Jedoch gibt es ein paar Sachen, die man beachten muss, um diesen Bluff erfolgreich auszuüben. 

a) Es gibt einige Wege, um ein Squeezeplay durchzuführen:

- in späterer Position oder in den Blinds hoch zu raisen, wenn schon einer der Spieler geraist und im Minimum einer gecallt hat

- in früherer Position zu limpen und, falls jemand raist und jemand callt, wieder hoch zu reraisen, um eine Tophand zu repräsentieren. Sehr oft signalisiert ein früher Limp/ein frühes Reraise AA, KK, AKs, darum ist es meiner Meinung nach ein stärkeres Spiel als der Standard-Squeeze-Reraise.

b) Ich brauche ein solides Tischimage, am besten als tighter Player. Versuche den Squeeze nie, wenn du nach einem Bluff erwischt wurdest.

c) Ich muss überzeugt sein, dass der erste Raiser keine sehr starke Hand (wie AA, KK …) hat und dass er mein Reraise sicher callen wird.

d) Der zweite Spieler muss den Raise callen und nicht selbst reraisen. Wenn er selbst raist, hat er vermutlich eine sehr gute Hand, die er nicht folden wird.

e) Für ein Squeezeplay sind theoretisch viele Karten geeignet, weil es das Ziel ist, den Pot vor dem Flop zu gewinnen! Als Notbremse, falls man gecallt wird, ist es gut, wenn man zwei Karten mit Potenzial hat, wie eben ein As mit kleinem Suited-Kicker wie A5, A4, A3, weil zusätzlich zu dem Flush auch eine Straße möglich ist. Mit so einer Hand hat man im Minimum immer rund 30 % gegen alle Kartenkombinationen, ausgenommen gegen AA, z. B. gegen KK (33 % gegen 66 %) und gegen AK (30 % gegen 66 %). Die anderen Karten, die ebenfalls für dieses Ziel geeignet sind, sind die mittleren Suited Connectors, wie , , usw.

f) Ich persönlich versuche den Squeeze selten, also ca. ein- bis dreimal während eines Turniers. Dieses große Manöver muss gut vorbereitet werden und darf nicht durchschaubar sein. Darum ist es logisch, dass es, je seltener ich so ein Manöver mache, desto schwerer wird, von meinen Gegnern erwischt zu werden. Aber wenn ich erwischt werde, kann es mich einen großen Teil meines Stacks oder sogar meine gesamten Chips kosten.

Hier ein klassisches Squeezeplay Beispiel: WSOP 2004

Ich würde mich freuen, wenn ihr, liebe Leser, eigene Beispiele für Squeezeplay, gern aus eurem eigenen Erfahrungsschatz, beschreiben würdet.
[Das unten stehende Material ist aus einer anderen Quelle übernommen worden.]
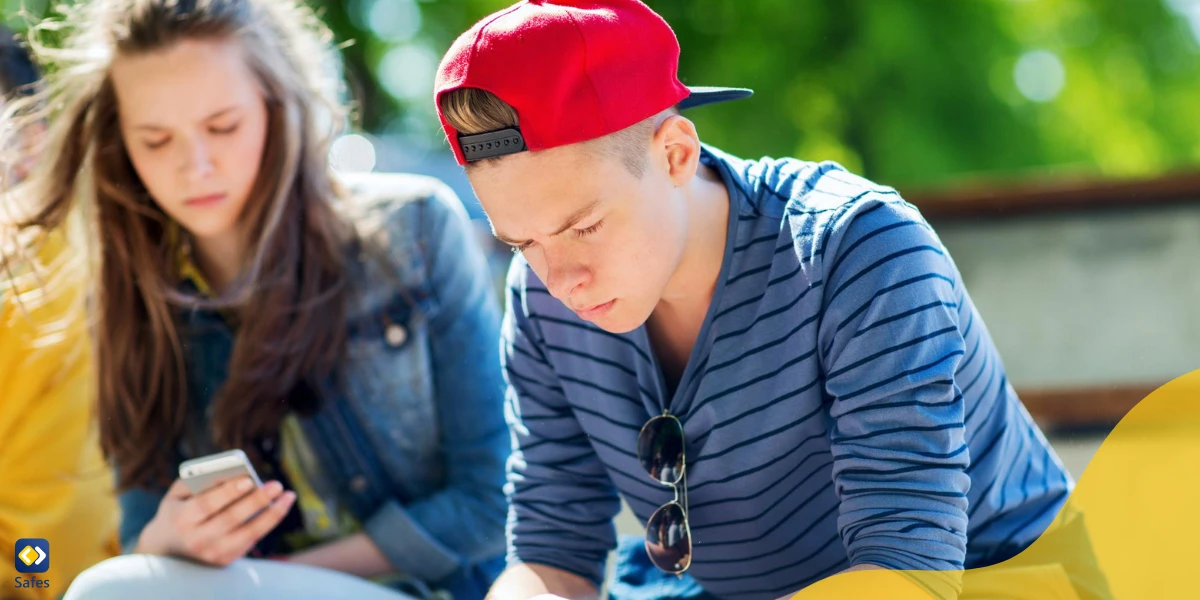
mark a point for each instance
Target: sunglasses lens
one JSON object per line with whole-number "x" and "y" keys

Am Schluss möchte ich dem Jungen Deutsche Spieler Niko Senninger (aus Lindau) für seinen überragenden Sieg beim Main Event recht herzlich gratulieren!
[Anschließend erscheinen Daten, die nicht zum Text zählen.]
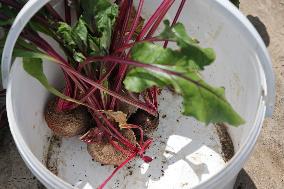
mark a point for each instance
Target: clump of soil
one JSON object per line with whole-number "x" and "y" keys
{"x": 104, "y": 152}
{"x": 67, "y": 123}
{"x": 52, "y": 153}
{"x": 226, "y": 142}
{"x": 146, "y": 121}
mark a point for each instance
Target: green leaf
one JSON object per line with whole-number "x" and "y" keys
{"x": 200, "y": 100}
{"x": 100, "y": 17}
{"x": 75, "y": 39}
{"x": 33, "y": 66}
{"x": 79, "y": 34}
{"x": 65, "y": 32}
{"x": 188, "y": 46}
Euer Ivo - "The Chess Master "

P.S.Liebe Leser,

Ich danke für ihre interessanten Kommentare, ich lese sie immer fast alle mit Interesse durch. Es  ist klar dass es immer verschiedene Meinungen geben wird, das ist ganz normal. Zu meiner Hand möchte ich noch sagen, dass es während dem Spiel fast unmöglich ist alle Komponenten perfekt auszurechnen. In meinem Fall, wenn Rino mir eine der TOP 4 Hände (AA,KK,QQ,AK) gibt dann sind die Pot Odds  1 zu 1,9 - zu wenig ,denn gegen die obengenannten 4 Hände liegt A Q weit hinten  und er hat im besten Fall (gegen QQ) nur 30% (Pot Odds 2,3 zu 1). Aber das sind Vermutungen und es gibt auch andere Komponenten die einen Spieler bei seinen Entscheidungen beeinflussen, wie das Image des Spieler, die Stack Grösse, Position, die Tagesverfassung,  Sympathie (!) gegenüber einem Spieler usw. Ich behaupte nicht dass ich ein perfektes Squeeze Play gemacht habe (wobei es fast  geklappt hat!), weil ich viele Entscheidungen intuitiv treffe und fast nie alle Komponente perfekt ausrechnen kann. Für mich ist die Hauptidee euch meine Gedanken offen vorzustellen und durch  Diskussionen und Analysen kann jeder für sich Verbesserungen im eigenen Spiel erreichen. DANKE!